A Fresno County judge issued a temporarily restraining order Wednesday, blocking the sale of property connected to the historic Tower Theatre.
Judge Rosemary McGuire’s ruling is designed to allow time to resolve questions raised over a ‘right of first refusal’ clause in a lease affecting a single building, but which is part of the property being sold to a local church.
Sequoia Brewing Company, through its parent company J&A Mash & Barrel, LLC — asked for the court to block the sale of the building it leases from the theatre’s current owner. The legal argument was based on a contractual conflict rather than flashpoint issues such as zoning.
“What we asked the court for today and received was just to slow down the process, to allow our rights to be considered because we felt that they weren’t being considered,” Kimberly Mayhew, attorney for Sequoia Brewing Company, told the media.
Both Tower Theatre Properties, Inc. and Adventure Church were named as defendants in the case. They were represented by separate attorneys.
McGuire urged the parties to negotiate a resolution to the dispute.
The TRO case will return to McGuire’s court on March 17.
Future of Tower Theatre Sale Unclear
“I don’t know the answer to that. Hopefully we will find out something soon.” — Tower Theatre owner Laurence Abbate
It is unclear whether the decision will hold up the sale of the remaining buildings, including the Tower Theatre itself, and other property included in the transaction. The sale is scheduled to close escrow on Friday.

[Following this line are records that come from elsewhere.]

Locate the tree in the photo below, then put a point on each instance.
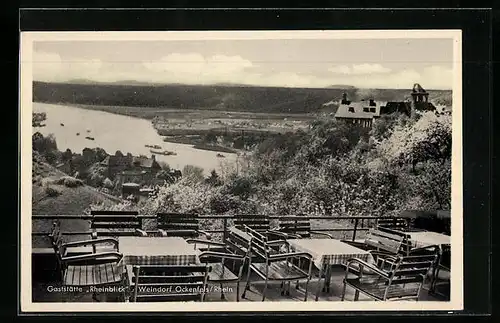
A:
(67, 155)
(214, 179)
(193, 173)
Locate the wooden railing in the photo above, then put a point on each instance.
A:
(359, 223)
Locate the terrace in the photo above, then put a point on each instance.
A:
(329, 288)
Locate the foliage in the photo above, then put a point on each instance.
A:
(69, 181)
(193, 173)
(52, 191)
(107, 183)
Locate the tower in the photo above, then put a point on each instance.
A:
(419, 98)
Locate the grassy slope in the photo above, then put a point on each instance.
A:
(71, 201)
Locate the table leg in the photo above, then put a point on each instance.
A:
(318, 288)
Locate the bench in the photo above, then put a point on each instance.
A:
(402, 280)
(384, 240)
(151, 283)
(116, 223)
(180, 225)
(297, 228)
(255, 222)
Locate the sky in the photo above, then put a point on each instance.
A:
(316, 63)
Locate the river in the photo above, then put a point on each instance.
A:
(113, 132)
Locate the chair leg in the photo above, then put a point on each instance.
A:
(305, 292)
(238, 291)
(247, 284)
(318, 289)
(343, 291)
(222, 296)
(264, 291)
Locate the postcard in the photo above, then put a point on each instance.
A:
(241, 171)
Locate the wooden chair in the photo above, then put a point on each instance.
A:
(401, 279)
(92, 269)
(150, 283)
(382, 240)
(226, 259)
(81, 247)
(394, 223)
(255, 222)
(116, 223)
(443, 266)
(275, 266)
(180, 225)
(296, 228)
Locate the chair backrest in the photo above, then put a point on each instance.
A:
(411, 267)
(257, 222)
(238, 242)
(300, 226)
(259, 248)
(386, 240)
(57, 242)
(394, 223)
(168, 283)
(115, 221)
(178, 224)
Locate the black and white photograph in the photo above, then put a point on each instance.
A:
(241, 170)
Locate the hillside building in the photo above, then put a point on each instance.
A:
(364, 112)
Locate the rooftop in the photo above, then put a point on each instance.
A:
(359, 110)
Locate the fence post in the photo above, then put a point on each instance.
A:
(224, 235)
(355, 228)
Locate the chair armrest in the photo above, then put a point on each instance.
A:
(141, 233)
(361, 264)
(93, 256)
(276, 232)
(221, 255)
(206, 234)
(282, 256)
(357, 244)
(207, 242)
(91, 242)
(277, 242)
(322, 233)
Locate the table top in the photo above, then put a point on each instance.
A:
(426, 238)
(155, 246)
(328, 251)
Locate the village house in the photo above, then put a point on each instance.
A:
(364, 112)
(141, 166)
(361, 113)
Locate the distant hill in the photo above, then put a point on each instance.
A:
(72, 200)
(209, 97)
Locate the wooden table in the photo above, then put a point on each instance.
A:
(427, 238)
(328, 252)
(157, 251)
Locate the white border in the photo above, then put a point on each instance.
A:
(27, 39)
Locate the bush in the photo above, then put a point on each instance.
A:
(108, 184)
(69, 181)
(52, 191)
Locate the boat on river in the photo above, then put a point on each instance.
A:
(153, 146)
(164, 152)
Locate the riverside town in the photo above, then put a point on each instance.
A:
(216, 171)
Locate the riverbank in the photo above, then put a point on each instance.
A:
(114, 132)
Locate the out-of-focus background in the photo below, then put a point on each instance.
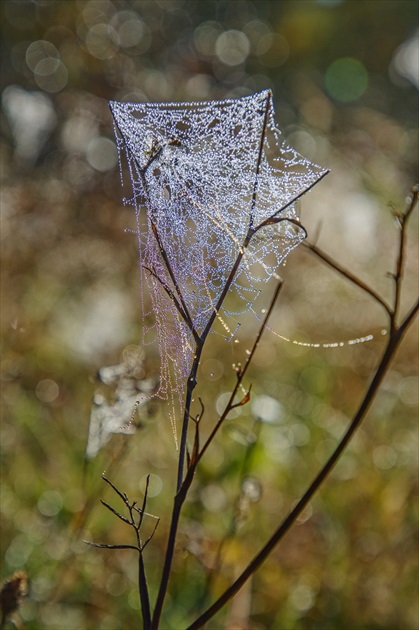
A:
(344, 75)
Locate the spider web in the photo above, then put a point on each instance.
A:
(211, 182)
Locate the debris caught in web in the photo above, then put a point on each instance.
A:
(213, 185)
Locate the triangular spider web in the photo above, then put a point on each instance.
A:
(209, 183)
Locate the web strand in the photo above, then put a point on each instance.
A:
(212, 184)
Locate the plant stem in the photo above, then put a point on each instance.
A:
(392, 346)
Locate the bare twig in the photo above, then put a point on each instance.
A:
(139, 547)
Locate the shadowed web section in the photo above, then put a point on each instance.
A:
(212, 184)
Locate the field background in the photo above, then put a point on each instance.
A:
(344, 79)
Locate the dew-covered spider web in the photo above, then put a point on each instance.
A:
(214, 188)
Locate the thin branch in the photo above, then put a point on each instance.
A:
(174, 299)
(229, 406)
(392, 346)
(395, 337)
(403, 218)
(347, 274)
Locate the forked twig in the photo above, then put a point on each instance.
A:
(132, 521)
(396, 335)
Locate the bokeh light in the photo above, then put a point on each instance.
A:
(344, 76)
(346, 79)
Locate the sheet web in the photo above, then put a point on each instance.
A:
(211, 182)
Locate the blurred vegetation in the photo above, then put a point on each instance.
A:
(345, 77)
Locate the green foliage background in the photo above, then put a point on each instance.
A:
(341, 73)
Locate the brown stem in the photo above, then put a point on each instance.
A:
(347, 274)
(392, 345)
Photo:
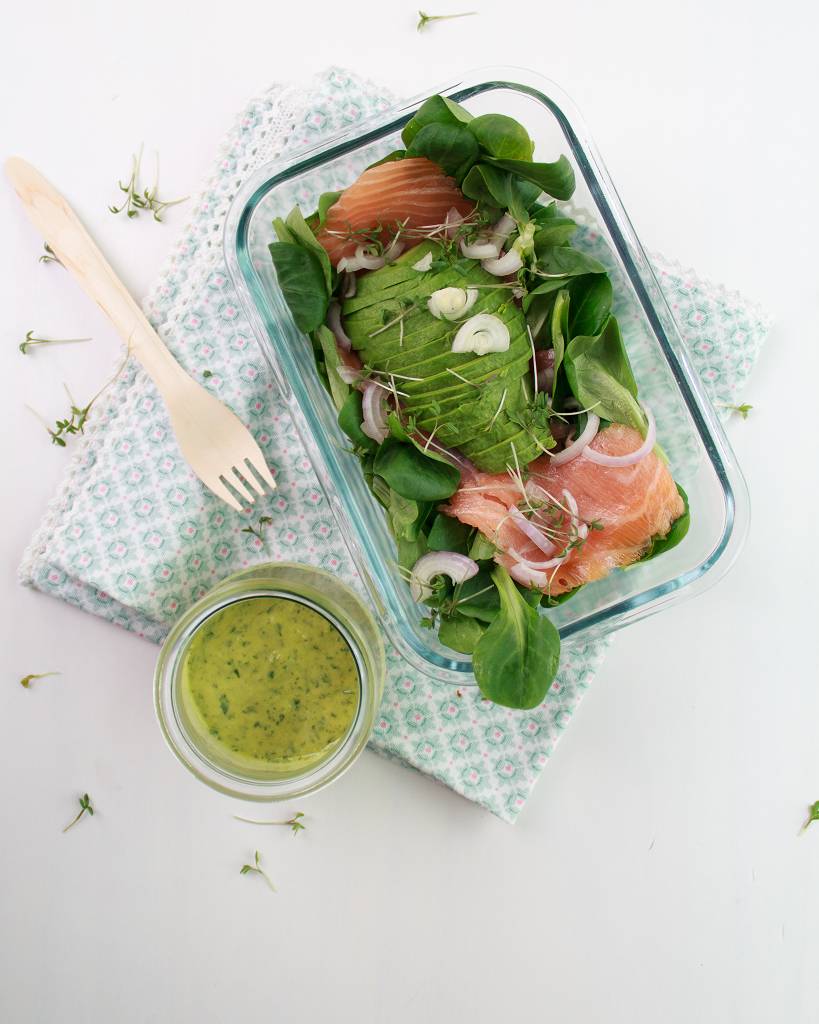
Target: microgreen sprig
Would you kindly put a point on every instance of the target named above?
(28, 680)
(30, 341)
(49, 256)
(294, 822)
(264, 520)
(813, 815)
(75, 424)
(85, 805)
(425, 19)
(138, 199)
(742, 410)
(257, 869)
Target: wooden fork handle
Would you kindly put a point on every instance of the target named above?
(61, 228)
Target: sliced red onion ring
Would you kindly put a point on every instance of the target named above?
(335, 325)
(374, 408)
(451, 222)
(508, 263)
(367, 260)
(449, 563)
(531, 530)
(580, 445)
(617, 461)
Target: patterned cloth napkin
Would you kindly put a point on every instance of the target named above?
(133, 537)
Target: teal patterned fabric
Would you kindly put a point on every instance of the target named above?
(133, 537)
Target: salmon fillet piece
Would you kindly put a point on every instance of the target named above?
(414, 189)
(633, 504)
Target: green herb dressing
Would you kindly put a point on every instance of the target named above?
(271, 681)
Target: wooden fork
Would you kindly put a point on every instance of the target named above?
(215, 443)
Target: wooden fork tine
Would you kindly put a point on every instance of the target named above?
(238, 483)
(250, 477)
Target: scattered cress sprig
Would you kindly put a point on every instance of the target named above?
(138, 199)
(256, 868)
(85, 806)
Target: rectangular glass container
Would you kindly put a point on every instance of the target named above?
(688, 429)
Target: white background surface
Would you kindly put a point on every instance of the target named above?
(656, 873)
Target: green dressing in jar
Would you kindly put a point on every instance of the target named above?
(271, 682)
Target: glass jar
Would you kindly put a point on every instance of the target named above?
(210, 760)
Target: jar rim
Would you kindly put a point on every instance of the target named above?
(330, 597)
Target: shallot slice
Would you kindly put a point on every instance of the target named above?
(335, 325)
(375, 413)
(617, 461)
(580, 445)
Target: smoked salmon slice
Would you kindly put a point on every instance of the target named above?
(628, 505)
(413, 189)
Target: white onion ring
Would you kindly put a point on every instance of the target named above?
(530, 529)
(503, 229)
(367, 261)
(508, 263)
(349, 285)
(579, 446)
(349, 264)
(375, 413)
(618, 461)
(527, 577)
(347, 374)
(577, 524)
(394, 250)
(458, 567)
(335, 325)
(451, 222)
(481, 248)
(545, 368)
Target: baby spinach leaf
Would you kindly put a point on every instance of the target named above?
(338, 388)
(447, 534)
(435, 111)
(453, 147)
(556, 231)
(591, 305)
(302, 282)
(402, 513)
(601, 378)
(350, 419)
(563, 261)
(301, 233)
(481, 548)
(326, 201)
(659, 545)
(516, 659)
(477, 598)
(499, 188)
(560, 331)
(415, 475)
(502, 136)
(460, 633)
(607, 349)
(556, 179)
(411, 551)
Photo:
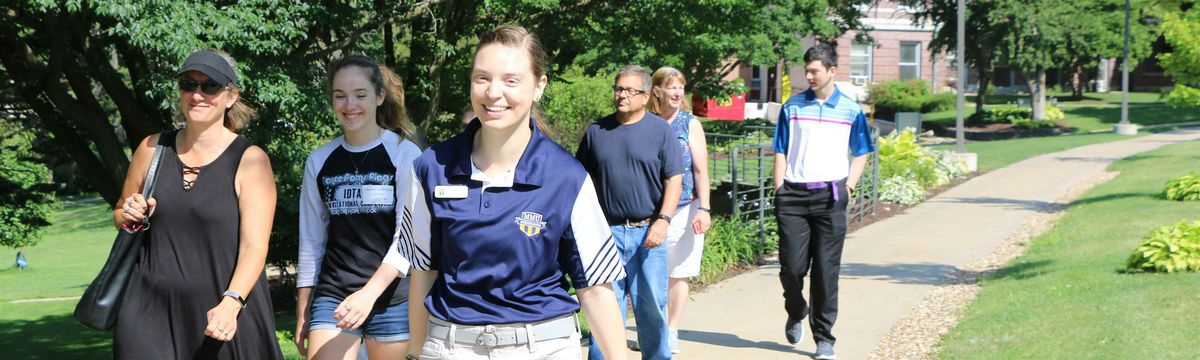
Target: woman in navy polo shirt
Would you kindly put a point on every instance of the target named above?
(496, 217)
(348, 215)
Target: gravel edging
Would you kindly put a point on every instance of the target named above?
(917, 334)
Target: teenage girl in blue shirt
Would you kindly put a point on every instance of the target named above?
(348, 215)
(496, 217)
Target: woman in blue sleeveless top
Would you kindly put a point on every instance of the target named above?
(685, 237)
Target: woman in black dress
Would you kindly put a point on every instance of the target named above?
(199, 288)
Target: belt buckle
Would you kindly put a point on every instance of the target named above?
(487, 339)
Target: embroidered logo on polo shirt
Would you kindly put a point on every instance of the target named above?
(531, 223)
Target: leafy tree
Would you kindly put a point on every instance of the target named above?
(1038, 35)
(27, 193)
(99, 75)
(1181, 29)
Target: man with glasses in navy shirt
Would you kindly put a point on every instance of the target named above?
(637, 167)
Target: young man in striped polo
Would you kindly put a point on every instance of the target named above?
(814, 177)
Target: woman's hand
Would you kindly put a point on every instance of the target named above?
(223, 319)
(354, 310)
(702, 222)
(137, 208)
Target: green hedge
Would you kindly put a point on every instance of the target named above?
(1183, 189)
(907, 169)
(906, 96)
(732, 241)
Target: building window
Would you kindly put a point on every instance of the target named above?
(755, 83)
(910, 60)
(859, 64)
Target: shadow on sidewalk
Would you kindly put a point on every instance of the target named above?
(904, 274)
(1035, 205)
(733, 341)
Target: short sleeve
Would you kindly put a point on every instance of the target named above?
(313, 226)
(861, 142)
(588, 253)
(412, 245)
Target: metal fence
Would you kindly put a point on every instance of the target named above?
(744, 185)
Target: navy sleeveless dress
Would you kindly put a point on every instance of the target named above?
(184, 267)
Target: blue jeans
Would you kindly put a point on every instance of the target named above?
(646, 282)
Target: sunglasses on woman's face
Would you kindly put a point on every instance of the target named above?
(209, 88)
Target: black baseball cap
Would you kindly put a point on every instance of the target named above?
(210, 64)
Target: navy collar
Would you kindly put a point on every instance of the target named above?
(811, 96)
(529, 169)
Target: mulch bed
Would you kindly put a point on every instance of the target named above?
(882, 210)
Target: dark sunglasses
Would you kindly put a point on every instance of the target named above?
(208, 88)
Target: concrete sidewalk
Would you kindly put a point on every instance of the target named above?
(891, 265)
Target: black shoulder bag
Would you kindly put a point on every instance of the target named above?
(100, 303)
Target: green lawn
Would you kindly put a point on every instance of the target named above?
(1067, 297)
(61, 265)
(1095, 112)
(994, 155)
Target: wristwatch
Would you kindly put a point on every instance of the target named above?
(235, 297)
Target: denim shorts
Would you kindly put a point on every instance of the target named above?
(389, 325)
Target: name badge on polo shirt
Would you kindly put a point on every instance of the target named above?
(378, 195)
(450, 192)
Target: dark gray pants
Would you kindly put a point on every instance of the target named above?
(811, 232)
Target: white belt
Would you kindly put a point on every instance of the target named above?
(502, 335)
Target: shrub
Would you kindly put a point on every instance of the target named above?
(937, 102)
(901, 156)
(904, 96)
(1168, 250)
(1020, 117)
(901, 190)
(1183, 189)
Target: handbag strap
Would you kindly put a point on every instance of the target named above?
(153, 172)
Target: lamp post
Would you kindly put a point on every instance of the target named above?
(1125, 127)
(960, 150)
(960, 84)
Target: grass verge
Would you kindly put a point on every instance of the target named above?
(1068, 298)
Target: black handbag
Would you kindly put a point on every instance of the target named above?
(100, 303)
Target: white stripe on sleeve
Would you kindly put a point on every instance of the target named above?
(313, 222)
(412, 239)
(598, 251)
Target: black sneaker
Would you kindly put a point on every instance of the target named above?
(825, 351)
(795, 330)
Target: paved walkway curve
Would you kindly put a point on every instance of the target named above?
(889, 267)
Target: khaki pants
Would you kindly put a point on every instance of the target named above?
(550, 349)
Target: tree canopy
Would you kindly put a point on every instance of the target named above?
(1181, 29)
(99, 75)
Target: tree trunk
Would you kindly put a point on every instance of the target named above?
(984, 83)
(1038, 93)
(1077, 79)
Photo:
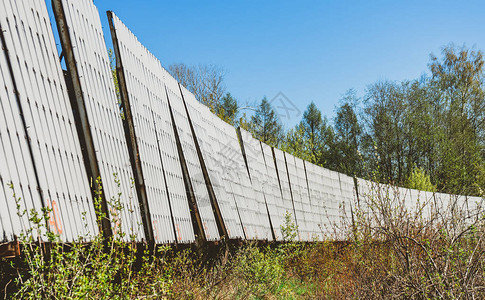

“I don’t know the answer to that,” said Laurence Abbate, whose family has owned Tower Theatre for almost 80 years. “Hopefully we will find out something soon.”
Other attorneys involved did not have an answer either.
“I imagine it will have some effect. I don’t know what that will be yet,” David Camenson, attorney for the Tower Theatre, said after the hearing.
Nathan Klein, attorney for Adventure Church, did not offer a comment.
Sale Opposed by Tower Neighbors
The proposed sale to Adventure Church has faced backlash from the Tower District community. The opposition has argued that, based on an assessment by Fresno city officials, the theater is not zoned to hold religious assemblies. The church disagrees.
Also, nearby businesses are concerned that their proximity to a church-owned property may affect their licenses to sell liquor or cannabis products, or to operate dance clubs.
Opponents have held weekly rallies across the street from the theater on Sunday mornings. Until recently, the church held in-person services twice a week at the theater.
Tenant Sought Injunction
The sale of the Tower Theatre complex includes the iconic theater and three other buildings, leased by restaurants.
Sequoia Brewing Company filed its lawsuit last week, arguing that it has the right of first refusal to purchase the building it leases. Those rights were denied when the church revealed it was in escrow to purchase the building last December.
“It’s kind of a technical legal argument,” Mayhew told the media after the hearing. “If this had been an option, everything would have been laid out in the lease contract and we wouldn’t probably be having this fight.”
The restaurant/brewery claimed in its lawsuit that the owner of the Tower Theatre properties would not provide a figure to purchase the building it leases. The theater, in its court filings, included a Feb. 18 letter between the attorneys revealing a $1.268 million price tag.
The lawsuit applies just to the building Sequoia Brewing Company leases, and not to the theater or other parts of the property.
Opponents of the sale created a legal defense fund, soliciting donations through GoFundMe. As of Wednesday afternoon, the fund has raised more than $40,000.
Mayhew could not talk about payments from her clients and how the fundraising dollars may be used.
Defendants: Option to Buy, Not a Right
“If this had been an option, everything would have been laid out in the lease contract and we wouldn’t probably be having this fight.” — Kimberly Mayhew, attorney for Sequoia Brewing Company
According to court documents filed Tuesday by Tower Theatre Properties, Inc., Adventure Church proposed buying the theater complex in August 2020.
Rebutting the right of first refusal argument, the theater argued that Sequoia Brewing Company does not have that right, but rather an “option to purchase.” That option can be executed regardless of who owns the property.
Judge McGuire did not tip her hand on the option versus right of first refusal argument, that emerged as the central controversy in the case. Both sides will submit briefs in the coming weeks. Witnesses may be called at the next hearing as well.
The theater also argued that Sequoia Brewing Company would not be harmed because they can still make the purchase under its option.
In court documents filed by Adventure Church — through attorney Nathan Klein of Tyler & Bursch — argued that the restaurant/brewery did not respond with its intentions to purchase the property during the 12 day window after being notified and likely does not have the financial means to buy the building.
The church said it would give Sequoia Brewing Company until March 31 to make an offer to buy.